Haven't heard of the clicker with anyone I know. Curious how you make out with it. Sadie knows her name by calling but if she is in her "zone" she doesn't always come. My daughter taught her to sit, do paw. Also when we go out back and she finishes her "duty" I say "want to go in?" and she goes right to the door if she is ready. I also say "are you hungry" and she freezes in place and stares at me...then gets all excited for me to put food in her bowl. Or should I say on a little dish...she is kind of afraid of her bowl because it is stainless and I think she sees her reflection!

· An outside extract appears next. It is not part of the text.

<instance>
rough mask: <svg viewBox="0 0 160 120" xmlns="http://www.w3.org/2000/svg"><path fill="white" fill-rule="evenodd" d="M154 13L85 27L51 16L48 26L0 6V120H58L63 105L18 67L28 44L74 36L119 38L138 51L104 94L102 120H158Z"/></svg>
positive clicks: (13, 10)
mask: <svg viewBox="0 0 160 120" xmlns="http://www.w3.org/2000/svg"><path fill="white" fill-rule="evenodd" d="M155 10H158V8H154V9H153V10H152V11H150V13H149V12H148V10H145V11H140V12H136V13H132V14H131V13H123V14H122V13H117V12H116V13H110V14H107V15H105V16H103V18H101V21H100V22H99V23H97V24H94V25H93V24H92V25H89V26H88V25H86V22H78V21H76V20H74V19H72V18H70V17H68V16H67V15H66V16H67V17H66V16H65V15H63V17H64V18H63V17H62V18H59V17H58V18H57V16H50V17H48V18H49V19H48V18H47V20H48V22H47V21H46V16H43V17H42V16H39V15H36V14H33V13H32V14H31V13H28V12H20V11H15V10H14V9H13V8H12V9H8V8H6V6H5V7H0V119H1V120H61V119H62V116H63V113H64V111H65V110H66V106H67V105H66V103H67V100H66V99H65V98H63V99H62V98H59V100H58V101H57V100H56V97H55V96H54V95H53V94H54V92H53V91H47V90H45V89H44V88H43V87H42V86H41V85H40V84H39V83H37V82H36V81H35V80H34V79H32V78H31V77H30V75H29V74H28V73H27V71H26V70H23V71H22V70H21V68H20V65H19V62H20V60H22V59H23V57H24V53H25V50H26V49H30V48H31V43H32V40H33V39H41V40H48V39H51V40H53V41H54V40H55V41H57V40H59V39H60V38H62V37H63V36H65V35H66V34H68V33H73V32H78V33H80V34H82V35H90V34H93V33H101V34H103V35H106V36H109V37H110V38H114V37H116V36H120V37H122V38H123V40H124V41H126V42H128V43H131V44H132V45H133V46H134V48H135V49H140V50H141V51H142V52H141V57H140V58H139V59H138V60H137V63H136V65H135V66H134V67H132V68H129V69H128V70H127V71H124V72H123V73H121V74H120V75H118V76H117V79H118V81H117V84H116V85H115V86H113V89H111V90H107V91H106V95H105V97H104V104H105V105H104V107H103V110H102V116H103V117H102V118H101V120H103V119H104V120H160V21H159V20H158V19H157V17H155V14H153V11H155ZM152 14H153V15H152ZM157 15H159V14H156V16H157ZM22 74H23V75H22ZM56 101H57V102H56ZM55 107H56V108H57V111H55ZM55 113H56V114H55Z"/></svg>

LOL She eats out of it 1/2 the time and other times it's like she had time to think about it and pauses like "Ya, I 'm all set". We then put the handful of food on the back mat near the slider and she eats off the floor. We still give her the Costco brand food that Linda started her on. It seems to be working fine but the vet said maybe try IAMS. Not for any other reason other than it is a descent brand. We do treats from Blue Buffalo but I only did that when we took her out and she pooped. Then it helped her realize to go outside and not hide in a corner of my kitchen. She also her dog food as a treat when she does "tricks". 

Here are a few pictures of Sadie I took the other day. At her check up on Dec. 24 she was the same as your pup...just shy of 6 lbs. Curious how big she'll be full grown if she takes after her parents. In the 14's maybe?


----------



## mairi1 (Mar 12, 2012)

Sadie and Thor are thee cutest little pups ever ... Glad they are coming on so well

xxx


----------



## Blossomgirl (Jul 21, 2011)

Omg soooo gorge! xxx


----------